Sunday, November 27, 2011

sleepless thoughts

Let's just say I'm up this early because I'm not feeling too well, and trying to put myself to sleep reading The New Yorker, where on page 46 of the 11/28 issue, in the middle of George Packer's profile of Peter Thiel, we find the venture capitalist's diagnosis of when "the collapse of the idea of the future" began. He dates it to the oil shock of 1973, and says you can measure it in "the collapse of science fiction." He says that before then it was all sweetness and light. He says - I can hardly believe I'm typing this - "the anthology of the top twenty-five sci-fi stories in 1970 was, like, 'Me and my friend the robot went for a walk on the moon,'" whereas now it's all full of depression and danger.

Me and my friend the robot went for a walk on the moon?

I'm looking at a list of the Hugo and Nebula nominated SF published in 1969 (awards given in 1970) and 1970, and while some of them are reasonably positive stories - including a couple of award-winning novels which might, if you're willing to be misleading, be summarized as "Me and my friend the androgyne went for a walk on the glacial field" and "Me and my friend the Pierson's Puppeteer went for a walk on the Ringworld" - it also includes such cheerful charmers as Kurt Vonnegut's Slaughterhouse-Five, Wilson Tucker's The Year of the Quiet Sun (in which racism wins out), Joanna Russ's And Chaos Died, Robert Silverberg's "Passengers" (in which homosexuality is the ultimate horror), James Tiptree's "The Last Flight of Dr. Ain" (in which everybody dies, literally), and last but not least Harlan Ellison's "A Boy and His Dog" (oy).

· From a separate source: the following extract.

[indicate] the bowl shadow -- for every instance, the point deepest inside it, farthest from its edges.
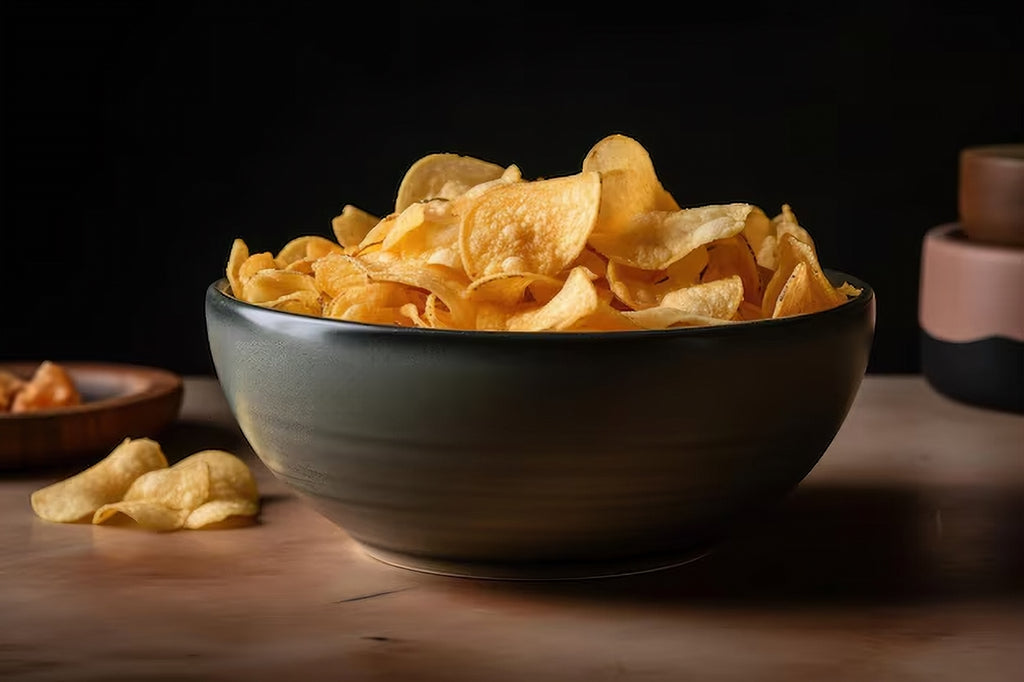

If we want an anthology with a slightly wider chronological view, it so happens that 1970 was the year of publication of The Science Fiction Hall of Fame, volume 1, SFWA's choice of the all-time greatest pre-1965 SF short stories and novelettes. And yes, while some of the 26 stories, like Weinbaum's "A Martian Odyssey" and Murray Leinster's "First Contact" (in both of which humans meet aliens and make peace), even - if you look at it that way - Fred Brown's "Arena" (the interstellar war does stop, doesn't it?), are fairly positive stories about a beckoning future, it also contains Asimov's "Nightfall", Judy Merril's "That Only a Mother", Kornbluth's "The Little Black Bag", and then, in a consecutive five-puncher near the end of the book, Jerome Bixby's "It's a Good Life" which is almost the essence of an SF horror story, Tom Godwin's infamous "The Cold Equations", Bester's virtuosically nasty "Fondly Fahrenheit" (me and my friend the robot share a psychopathic breakdown), Damon Knight's hiddenly cruel "The Country of the Kind", and Daniel Keyes' brilliant tearjerker "Flowers for Algernon", the cumulative effect of which could send you suicidal, and which certainly shook me up when I read them all for the first time in a lump on encountering this book a couple of years later.

Me and my friend the robot went for a walk on the moon. GMAFB, Mr. Thiel. You know as little of SF as the article shows you knowing about politics or humor.